In an interview given two years ago, writer and architect Gianni Biondillo said: “This city that builds skyscrapers, vertical forests, foundations and cool things, at the same time is also a city that has stopped building houses for the less affluent popular strata, and also from re-evaluating and upgrading the housing stock it already has.” The current housing seems likely to explode, though the boom may hold steady until the 2026 Winter Olympics are over in Italy. Still, I’d rather not see that happen.

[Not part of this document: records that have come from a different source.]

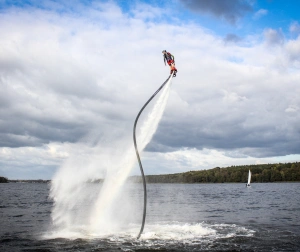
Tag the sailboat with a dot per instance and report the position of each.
(249, 179)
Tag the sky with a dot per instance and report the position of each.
(75, 74)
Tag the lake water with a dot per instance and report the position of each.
(180, 217)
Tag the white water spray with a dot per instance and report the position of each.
(79, 209)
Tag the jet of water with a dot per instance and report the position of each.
(77, 207)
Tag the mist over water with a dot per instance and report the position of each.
(81, 209)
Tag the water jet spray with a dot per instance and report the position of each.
(138, 156)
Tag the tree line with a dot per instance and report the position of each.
(288, 172)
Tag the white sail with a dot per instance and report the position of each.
(249, 178)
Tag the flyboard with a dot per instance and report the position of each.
(173, 74)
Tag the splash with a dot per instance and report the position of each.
(78, 205)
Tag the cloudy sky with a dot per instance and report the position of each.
(73, 72)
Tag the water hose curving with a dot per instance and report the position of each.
(138, 156)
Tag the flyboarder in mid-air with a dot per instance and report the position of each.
(169, 58)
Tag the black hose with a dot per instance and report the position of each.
(138, 156)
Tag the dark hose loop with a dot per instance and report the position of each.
(138, 156)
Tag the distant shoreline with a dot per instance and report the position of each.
(262, 173)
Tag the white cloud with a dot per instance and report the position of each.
(260, 13)
(65, 78)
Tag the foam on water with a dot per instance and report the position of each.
(165, 233)
(79, 210)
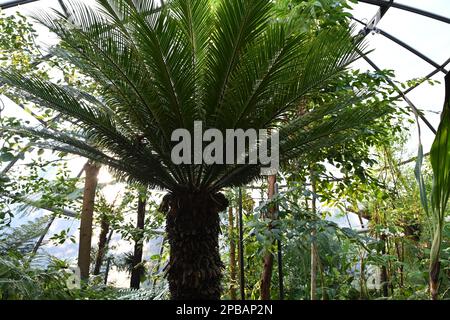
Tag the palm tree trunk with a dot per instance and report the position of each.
(314, 256)
(231, 232)
(102, 240)
(266, 277)
(84, 249)
(193, 226)
(137, 269)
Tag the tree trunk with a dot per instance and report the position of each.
(137, 268)
(84, 249)
(102, 240)
(232, 254)
(266, 276)
(434, 280)
(314, 256)
(193, 226)
(384, 275)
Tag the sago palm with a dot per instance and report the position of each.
(229, 64)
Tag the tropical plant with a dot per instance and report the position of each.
(229, 64)
(436, 206)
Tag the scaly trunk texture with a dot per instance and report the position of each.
(102, 240)
(314, 255)
(137, 269)
(266, 276)
(231, 232)
(193, 226)
(84, 249)
(434, 280)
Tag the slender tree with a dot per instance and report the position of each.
(232, 236)
(137, 268)
(228, 64)
(84, 250)
(266, 276)
(102, 244)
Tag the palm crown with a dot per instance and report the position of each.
(160, 68)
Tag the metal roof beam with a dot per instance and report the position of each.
(396, 88)
(431, 74)
(408, 8)
(409, 48)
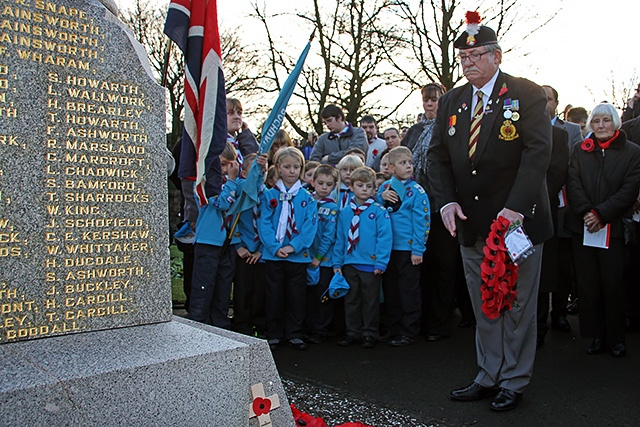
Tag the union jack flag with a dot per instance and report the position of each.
(193, 26)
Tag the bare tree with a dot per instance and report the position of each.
(243, 67)
(432, 26)
(351, 71)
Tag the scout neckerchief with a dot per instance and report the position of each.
(354, 232)
(344, 195)
(287, 220)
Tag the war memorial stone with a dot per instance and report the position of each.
(87, 335)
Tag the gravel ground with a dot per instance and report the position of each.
(337, 408)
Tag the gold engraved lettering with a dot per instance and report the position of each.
(102, 273)
(99, 185)
(107, 172)
(106, 197)
(105, 147)
(96, 312)
(102, 222)
(100, 286)
(53, 60)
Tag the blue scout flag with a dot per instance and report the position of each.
(249, 196)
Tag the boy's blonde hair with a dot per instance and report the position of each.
(363, 174)
(272, 173)
(351, 161)
(382, 176)
(396, 153)
(234, 105)
(289, 152)
(311, 164)
(248, 160)
(326, 170)
(229, 152)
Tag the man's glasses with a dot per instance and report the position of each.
(473, 57)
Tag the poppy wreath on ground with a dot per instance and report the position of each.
(499, 274)
(304, 419)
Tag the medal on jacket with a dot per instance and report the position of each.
(452, 124)
(516, 106)
(508, 131)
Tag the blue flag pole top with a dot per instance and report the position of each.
(249, 196)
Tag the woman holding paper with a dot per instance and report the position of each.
(602, 187)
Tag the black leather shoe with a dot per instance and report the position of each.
(368, 342)
(619, 350)
(298, 344)
(467, 323)
(561, 324)
(346, 341)
(315, 338)
(472, 392)
(401, 341)
(597, 346)
(506, 400)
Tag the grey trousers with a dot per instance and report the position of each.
(506, 346)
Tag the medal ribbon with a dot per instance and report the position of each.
(474, 131)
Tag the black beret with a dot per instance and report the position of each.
(484, 36)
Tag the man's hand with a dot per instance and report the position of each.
(243, 252)
(592, 222)
(254, 257)
(232, 170)
(449, 214)
(512, 216)
(284, 251)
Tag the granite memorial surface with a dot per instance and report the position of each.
(87, 335)
(82, 175)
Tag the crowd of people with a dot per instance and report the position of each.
(405, 221)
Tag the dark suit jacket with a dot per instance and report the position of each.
(509, 174)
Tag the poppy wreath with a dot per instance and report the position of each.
(499, 274)
(304, 419)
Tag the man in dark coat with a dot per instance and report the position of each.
(486, 166)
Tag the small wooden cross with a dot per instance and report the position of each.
(261, 406)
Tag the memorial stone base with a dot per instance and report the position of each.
(178, 373)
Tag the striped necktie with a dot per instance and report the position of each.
(474, 131)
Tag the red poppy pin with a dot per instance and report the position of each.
(588, 145)
(261, 406)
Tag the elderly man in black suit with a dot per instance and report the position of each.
(488, 158)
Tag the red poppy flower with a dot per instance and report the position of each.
(261, 406)
(498, 273)
(588, 145)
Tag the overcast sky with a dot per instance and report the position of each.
(589, 47)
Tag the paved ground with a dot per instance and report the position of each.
(569, 388)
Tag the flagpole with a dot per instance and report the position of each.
(165, 64)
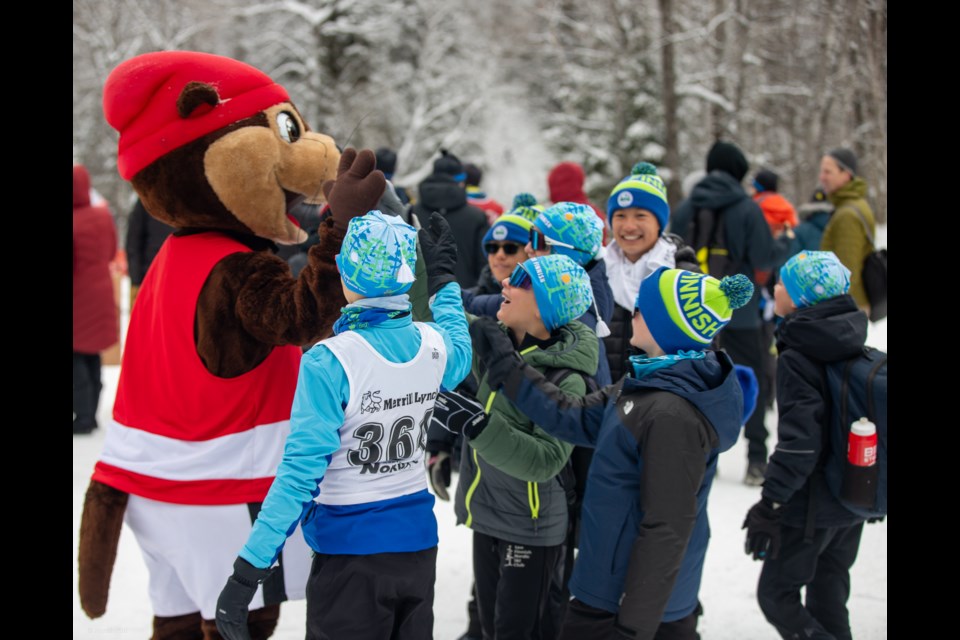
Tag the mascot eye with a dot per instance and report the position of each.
(289, 129)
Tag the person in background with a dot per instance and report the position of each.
(478, 197)
(387, 162)
(800, 549)
(814, 216)
(145, 234)
(657, 434)
(95, 322)
(638, 212)
(852, 226)
(751, 246)
(444, 191)
(361, 404)
(565, 183)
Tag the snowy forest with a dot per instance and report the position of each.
(518, 85)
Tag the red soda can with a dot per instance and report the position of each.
(862, 444)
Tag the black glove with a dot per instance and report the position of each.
(495, 350)
(357, 189)
(763, 530)
(459, 413)
(439, 252)
(438, 470)
(234, 601)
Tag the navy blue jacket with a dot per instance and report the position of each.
(828, 331)
(746, 230)
(644, 531)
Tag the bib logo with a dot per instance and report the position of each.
(700, 318)
(370, 402)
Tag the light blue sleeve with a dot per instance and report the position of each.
(451, 321)
(316, 417)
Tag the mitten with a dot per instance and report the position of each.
(763, 530)
(439, 252)
(495, 350)
(234, 601)
(357, 189)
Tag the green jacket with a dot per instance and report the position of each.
(846, 236)
(508, 487)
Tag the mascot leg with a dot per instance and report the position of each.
(185, 627)
(261, 622)
(100, 524)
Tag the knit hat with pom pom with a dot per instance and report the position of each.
(685, 310)
(643, 189)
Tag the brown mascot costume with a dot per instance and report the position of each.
(214, 148)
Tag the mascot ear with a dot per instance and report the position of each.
(196, 99)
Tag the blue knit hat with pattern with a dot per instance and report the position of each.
(525, 205)
(508, 228)
(574, 224)
(561, 287)
(643, 189)
(685, 310)
(378, 255)
(812, 276)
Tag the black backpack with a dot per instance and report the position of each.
(858, 388)
(709, 240)
(874, 275)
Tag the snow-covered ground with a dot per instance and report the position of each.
(727, 593)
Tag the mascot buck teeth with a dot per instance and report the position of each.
(216, 149)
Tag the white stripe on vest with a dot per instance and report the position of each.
(254, 453)
(384, 432)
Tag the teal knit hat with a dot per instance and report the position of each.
(378, 255)
(643, 189)
(561, 287)
(812, 276)
(525, 205)
(573, 224)
(685, 310)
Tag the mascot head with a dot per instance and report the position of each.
(209, 142)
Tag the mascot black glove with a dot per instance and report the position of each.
(439, 252)
(459, 413)
(763, 530)
(495, 350)
(438, 470)
(234, 601)
(357, 189)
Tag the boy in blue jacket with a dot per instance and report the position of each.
(657, 434)
(352, 469)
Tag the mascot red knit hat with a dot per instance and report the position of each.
(140, 101)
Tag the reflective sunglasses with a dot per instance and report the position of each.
(540, 242)
(520, 279)
(509, 248)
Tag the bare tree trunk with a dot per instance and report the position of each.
(669, 73)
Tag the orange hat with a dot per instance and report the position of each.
(140, 101)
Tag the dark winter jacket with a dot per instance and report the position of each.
(847, 236)
(747, 233)
(96, 323)
(440, 192)
(145, 235)
(509, 487)
(644, 531)
(828, 331)
(617, 344)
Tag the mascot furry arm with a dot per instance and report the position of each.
(214, 148)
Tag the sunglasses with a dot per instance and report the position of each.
(509, 248)
(520, 279)
(540, 242)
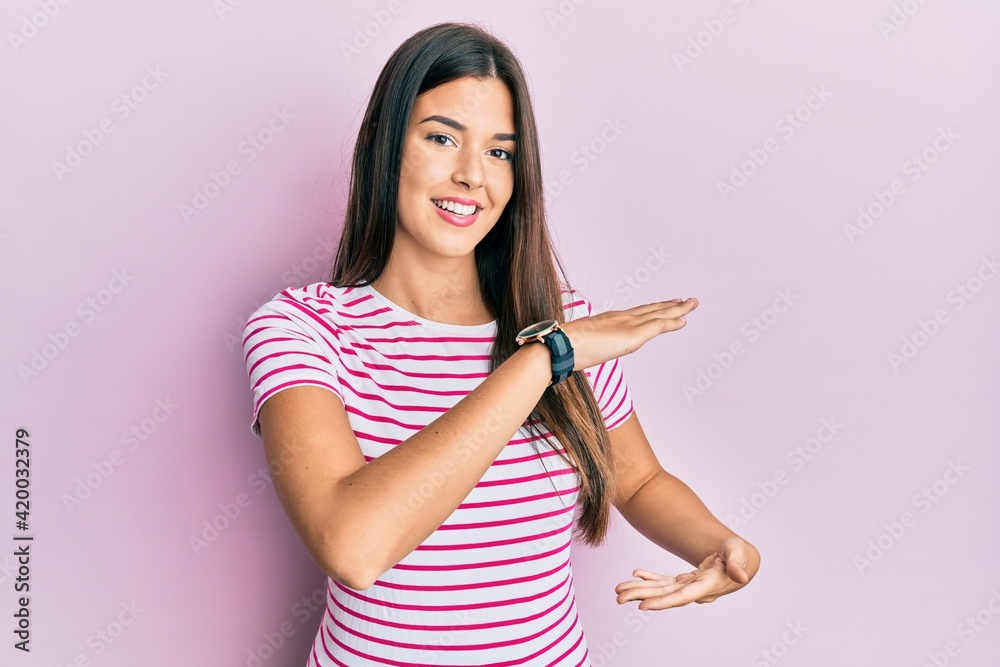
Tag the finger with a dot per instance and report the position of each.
(678, 598)
(646, 585)
(673, 307)
(737, 573)
(633, 585)
(651, 593)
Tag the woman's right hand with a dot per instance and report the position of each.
(614, 334)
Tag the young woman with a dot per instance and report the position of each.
(436, 413)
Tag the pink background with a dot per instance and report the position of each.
(662, 133)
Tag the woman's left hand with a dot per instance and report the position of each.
(720, 573)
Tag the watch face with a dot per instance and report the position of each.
(537, 329)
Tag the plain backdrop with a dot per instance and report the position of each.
(822, 176)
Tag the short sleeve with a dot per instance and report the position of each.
(280, 353)
(608, 379)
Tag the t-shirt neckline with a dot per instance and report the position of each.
(488, 328)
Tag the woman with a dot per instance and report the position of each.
(428, 445)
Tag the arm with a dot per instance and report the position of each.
(354, 518)
(660, 506)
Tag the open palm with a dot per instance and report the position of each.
(714, 577)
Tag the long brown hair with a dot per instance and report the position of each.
(515, 261)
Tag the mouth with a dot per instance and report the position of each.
(460, 215)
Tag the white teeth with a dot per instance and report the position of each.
(456, 208)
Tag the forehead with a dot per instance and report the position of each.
(471, 101)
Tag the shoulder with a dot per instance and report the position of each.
(317, 305)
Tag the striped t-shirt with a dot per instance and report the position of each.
(493, 584)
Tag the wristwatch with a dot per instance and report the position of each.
(548, 332)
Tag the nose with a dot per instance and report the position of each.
(469, 168)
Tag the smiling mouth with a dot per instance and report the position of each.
(459, 210)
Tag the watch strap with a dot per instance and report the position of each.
(562, 355)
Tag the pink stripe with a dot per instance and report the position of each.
(494, 543)
(457, 647)
(478, 565)
(506, 522)
(476, 626)
(565, 565)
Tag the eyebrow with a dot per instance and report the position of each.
(499, 136)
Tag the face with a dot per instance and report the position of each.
(459, 145)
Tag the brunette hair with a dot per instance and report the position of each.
(515, 262)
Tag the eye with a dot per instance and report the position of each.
(510, 156)
(433, 137)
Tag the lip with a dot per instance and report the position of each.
(451, 218)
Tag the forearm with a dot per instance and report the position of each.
(667, 512)
(385, 504)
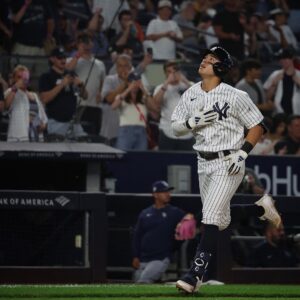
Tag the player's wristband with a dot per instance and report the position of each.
(247, 147)
(187, 124)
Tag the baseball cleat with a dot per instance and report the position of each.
(188, 284)
(271, 214)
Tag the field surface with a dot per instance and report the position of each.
(147, 292)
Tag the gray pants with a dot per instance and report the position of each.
(151, 271)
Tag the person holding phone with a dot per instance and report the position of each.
(166, 97)
(27, 117)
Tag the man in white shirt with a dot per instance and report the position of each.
(163, 33)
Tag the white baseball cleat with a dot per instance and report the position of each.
(189, 284)
(271, 214)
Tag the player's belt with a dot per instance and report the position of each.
(214, 155)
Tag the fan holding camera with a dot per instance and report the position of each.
(133, 105)
(59, 90)
(166, 96)
(27, 118)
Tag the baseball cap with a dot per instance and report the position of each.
(161, 186)
(276, 11)
(164, 3)
(58, 52)
(285, 53)
(185, 4)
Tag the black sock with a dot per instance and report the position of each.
(239, 212)
(209, 239)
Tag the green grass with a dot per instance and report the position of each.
(148, 292)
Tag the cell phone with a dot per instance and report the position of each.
(150, 50)
(133, 77)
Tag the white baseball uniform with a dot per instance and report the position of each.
(235, 111)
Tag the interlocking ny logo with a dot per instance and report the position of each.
(221, 111)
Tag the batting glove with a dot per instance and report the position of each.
(236, 161)
(186, 228)
(202, 118)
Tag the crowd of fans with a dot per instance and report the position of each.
(98, 85)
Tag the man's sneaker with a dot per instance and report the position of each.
(189, 283)
(271, 214)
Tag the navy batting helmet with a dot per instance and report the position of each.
(225, 64)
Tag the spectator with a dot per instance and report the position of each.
(133, 104)
(230, 27)
(59, 90)
(27, 118)
(100, 41)
(131, 34)
(263, 37)
(208, 32)
(109, 10)
(34, 25)
(291, 143)
(63, 35)
(204, 8)
(5, 28)
(154, 235)
(282, 86)
(185, 19)
(251, 83)
(163, 33)
(166, 97)
(139, 68)
(280, 31)
(92, 72)
(114, 85)
(3, 130)
(276, 251)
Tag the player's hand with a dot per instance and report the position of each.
(236, 161)
(186, 228)
(136, 263)
(201, 119)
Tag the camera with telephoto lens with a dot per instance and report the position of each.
(134, 76)
(71, 73)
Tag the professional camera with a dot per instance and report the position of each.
(71, 73)
(134, 76)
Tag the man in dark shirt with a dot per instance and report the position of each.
(59, 90)
(154, 235)
(291, 143)
(129, 34)
(230, 25)
(33, 24)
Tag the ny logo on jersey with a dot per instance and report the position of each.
(221, 111)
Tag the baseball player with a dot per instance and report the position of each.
(216, 114)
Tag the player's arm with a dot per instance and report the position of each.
(200, 119)
(237, 158)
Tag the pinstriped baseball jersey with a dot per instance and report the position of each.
(235, 110)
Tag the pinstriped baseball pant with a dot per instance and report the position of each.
(216, 190)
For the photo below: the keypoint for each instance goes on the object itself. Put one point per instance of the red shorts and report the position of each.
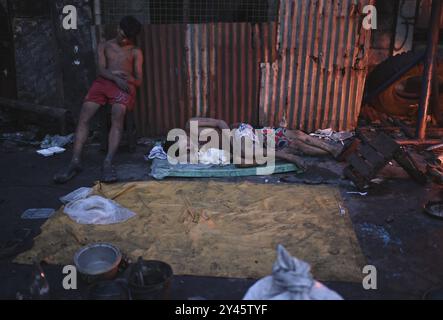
(104, 91)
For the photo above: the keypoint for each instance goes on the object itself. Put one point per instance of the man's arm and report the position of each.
(106, 73)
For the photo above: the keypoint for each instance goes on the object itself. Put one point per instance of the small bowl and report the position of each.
(98, 261)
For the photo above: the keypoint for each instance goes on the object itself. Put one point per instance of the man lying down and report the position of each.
(289, 144)
(120, 72)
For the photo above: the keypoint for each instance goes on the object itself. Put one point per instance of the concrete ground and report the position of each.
(404, 244)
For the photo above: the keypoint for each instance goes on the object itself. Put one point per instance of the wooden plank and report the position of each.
(372, 155)
(385, 145)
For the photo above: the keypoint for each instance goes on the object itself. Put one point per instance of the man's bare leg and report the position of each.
(87, 112)
(115, 135)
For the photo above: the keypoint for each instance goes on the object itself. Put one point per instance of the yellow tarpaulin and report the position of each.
(217, 229)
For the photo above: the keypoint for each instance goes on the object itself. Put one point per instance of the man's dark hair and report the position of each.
(130, 26)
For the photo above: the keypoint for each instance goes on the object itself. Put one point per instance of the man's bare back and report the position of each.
(119, 73)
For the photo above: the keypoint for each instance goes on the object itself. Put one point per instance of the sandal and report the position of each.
(109, 174)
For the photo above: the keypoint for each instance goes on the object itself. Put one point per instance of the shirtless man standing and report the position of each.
(120, 72)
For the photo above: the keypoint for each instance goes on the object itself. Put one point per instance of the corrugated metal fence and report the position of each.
(319, 78)
(311, 66)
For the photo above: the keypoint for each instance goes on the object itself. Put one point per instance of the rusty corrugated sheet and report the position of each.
(162, 102)
(318, 79)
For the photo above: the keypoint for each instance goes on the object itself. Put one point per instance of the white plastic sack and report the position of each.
(75, 195)
(97, 210)
(291, 280)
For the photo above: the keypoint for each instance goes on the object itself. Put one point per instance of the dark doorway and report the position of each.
(7, 63)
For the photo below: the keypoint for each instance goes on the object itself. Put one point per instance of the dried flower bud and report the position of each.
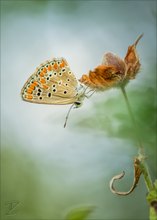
(113, 71)
(132, 60)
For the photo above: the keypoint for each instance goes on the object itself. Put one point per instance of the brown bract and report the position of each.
(113, 71)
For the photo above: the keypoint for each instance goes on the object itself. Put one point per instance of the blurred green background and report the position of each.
(47, 170)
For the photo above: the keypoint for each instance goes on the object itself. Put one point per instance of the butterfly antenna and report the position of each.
(67, 116)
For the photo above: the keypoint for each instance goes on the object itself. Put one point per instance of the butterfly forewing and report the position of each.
(51, 83)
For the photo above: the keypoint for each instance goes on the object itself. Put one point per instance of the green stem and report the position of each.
(141, 156)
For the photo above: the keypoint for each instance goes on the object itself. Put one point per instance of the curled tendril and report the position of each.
(137, 174)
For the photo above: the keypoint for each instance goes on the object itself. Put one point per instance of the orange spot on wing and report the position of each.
(32, 86)
(45, 86)
(29, 90)
(29, 97)
(35, 83)
(62, 64)
(45, 70)
(43, 81)
(49, 68)
(42, 74)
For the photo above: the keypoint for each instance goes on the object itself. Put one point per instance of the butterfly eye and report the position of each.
(49, 94)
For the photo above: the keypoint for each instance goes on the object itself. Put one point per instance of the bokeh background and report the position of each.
(47, 170)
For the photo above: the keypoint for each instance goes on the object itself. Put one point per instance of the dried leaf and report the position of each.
(137, 174)
(132, 60)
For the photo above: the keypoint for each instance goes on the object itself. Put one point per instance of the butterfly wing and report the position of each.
(51, 83)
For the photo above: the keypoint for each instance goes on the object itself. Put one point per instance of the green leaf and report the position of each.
(80, 213)
(152, 200)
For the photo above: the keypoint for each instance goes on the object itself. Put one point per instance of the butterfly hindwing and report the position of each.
(51, 83)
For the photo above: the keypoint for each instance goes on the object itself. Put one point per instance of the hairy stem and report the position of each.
(141, 156)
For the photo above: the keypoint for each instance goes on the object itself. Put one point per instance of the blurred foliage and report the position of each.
(152, 200)
(79, 213)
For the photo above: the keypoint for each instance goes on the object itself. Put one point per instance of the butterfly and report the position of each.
(54, 83)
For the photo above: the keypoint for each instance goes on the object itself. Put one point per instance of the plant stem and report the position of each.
(141, 156)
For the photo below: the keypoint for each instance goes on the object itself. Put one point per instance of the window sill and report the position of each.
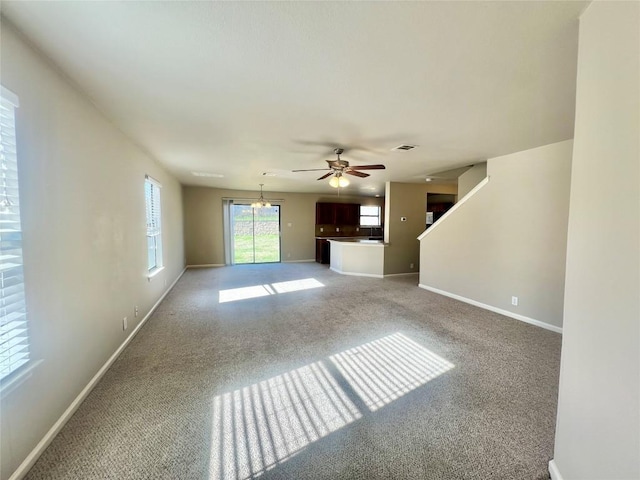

I love Milan. I was born in its suburbs and have been living here for fifteen years; it’s still a very special place, a unique city in Italy. But its ruling class (and its residents) must tackle the problem of architectural and social inequality seriously before this place swallows itself.
Urgent measures could include, for instance, more courage in making the city progressively car-free; boosting the excellent public transport system toward suburban areas and making it more economical; fighting private speculation; avoiding letting public structures remain vacant or uninhabitable; decreasing the never-stopped overbuilding and sprawling; lowering rents, especially for young people; transforming brownfields into green areas; stopping the big-events economic model; and instead enhancing neighborhood economies.
Milan would be more liveable for all citizens; maybe it would also be a little less rich and less Instagrammable, but that’s a price worth paying.
Giorgio Fontana is an Italian writer and essayist published in OpenDemocracy, Politico, and Neue Zürcher Zeitung.